Generative structured normalizing flow Gaussian processes applied to spectroscopic data
This work addresses uncertainty quantification in high-dimensional scientific data, such as spectroscopy, which is critical for applications like planetary exploration, but it appears incremental as it combines existing methods (normalizing flows and Gaussian processes) for a specific domain.
The authors tackled the problem of mapping inputs to structured, high-dimensional outputs with uncertainty quantification, particularly for limited training data in physical sciences, by proposing a generative model combining structured conditional normalizing flows and Gaussian process regression, and demonstrated it on spectroscopic data from Mars rover Curiosity to generate realistic spectra and quantify uncertainty in chemical compositions.

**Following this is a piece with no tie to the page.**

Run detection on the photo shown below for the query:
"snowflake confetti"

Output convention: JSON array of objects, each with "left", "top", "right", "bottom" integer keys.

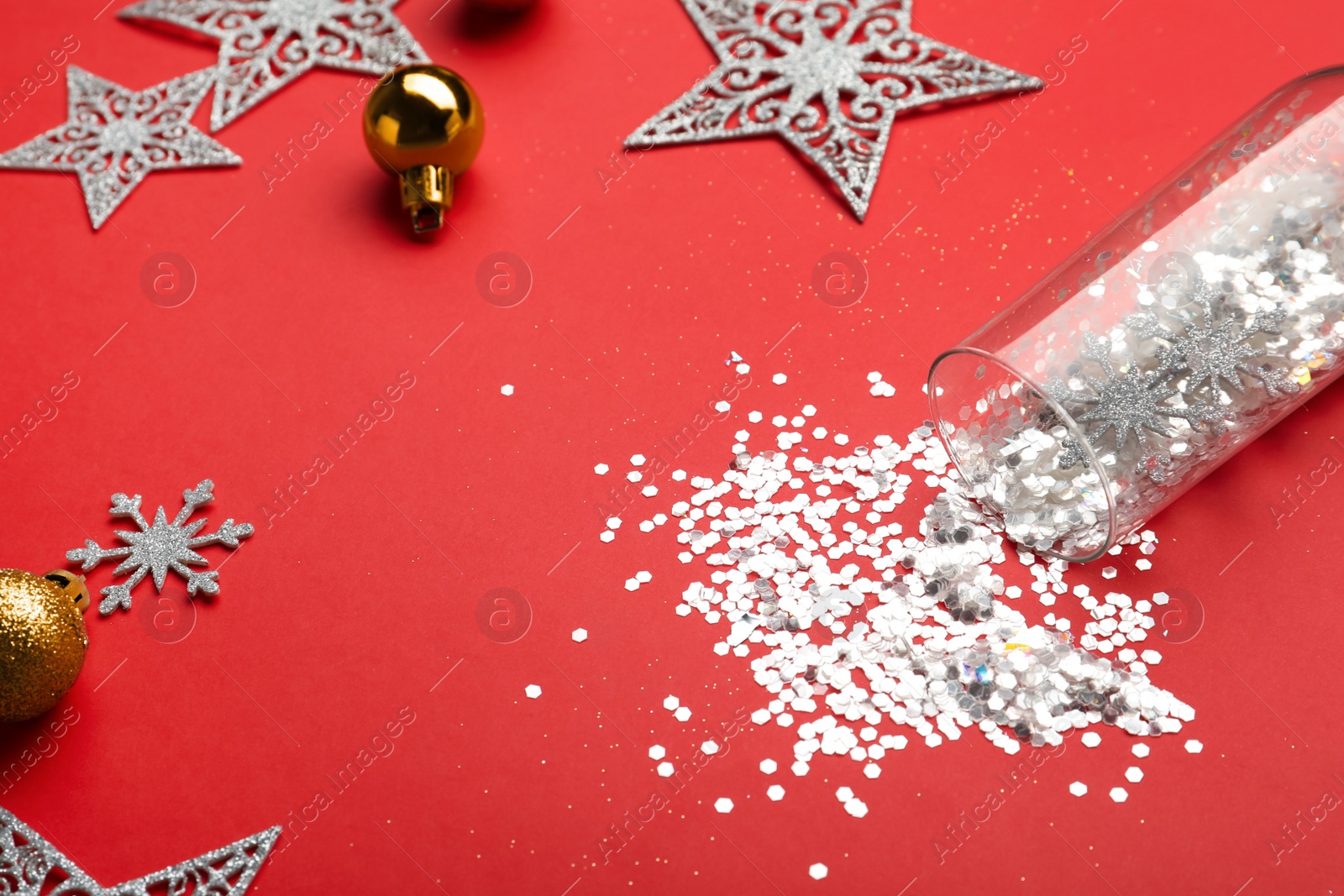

In this work, we propose a novel generative model for mapping inputs to structured, high-dimensional outputs using structured conditional normalizing flows and Gaussian process regression. The model is motivated by the need to characterize uncertainty in the input/output relationship when making inferences on new data. In particular, in the physical sciences, limited training data may not adequately characterize future observed data; it is critical that models adequately indicate uncertainty, particularly when they may be asked to extrapolate. In our proposed model, structured conditional normalizing flows provide parsimonious latent representations that relate to the inputs through a Gaussian process, providing exact likelihood calculations and uncertainty that naturally increases away from the training data inputs. We demonstrate the methodology on laser-induced breakdown spectroscopy data from the ChemCam instrument onboard the Mars rover Curiosity. ChemCam was designed to recover the chemical composition of rock and soil samples by measuring the spectral properties of plasma atomic emissions induced by a laser pulse. We show that our model can generate realistic spectra conditional on a given chemical composition and that we can use the model to perform uncertainty quantification of chemical compositions for new observed spectra. Based on our results, we anticipate that our proposed modeling approach may be useful in other scientific domains with high-dimensional, complex structure where it is important to quantify predictive uncertainty.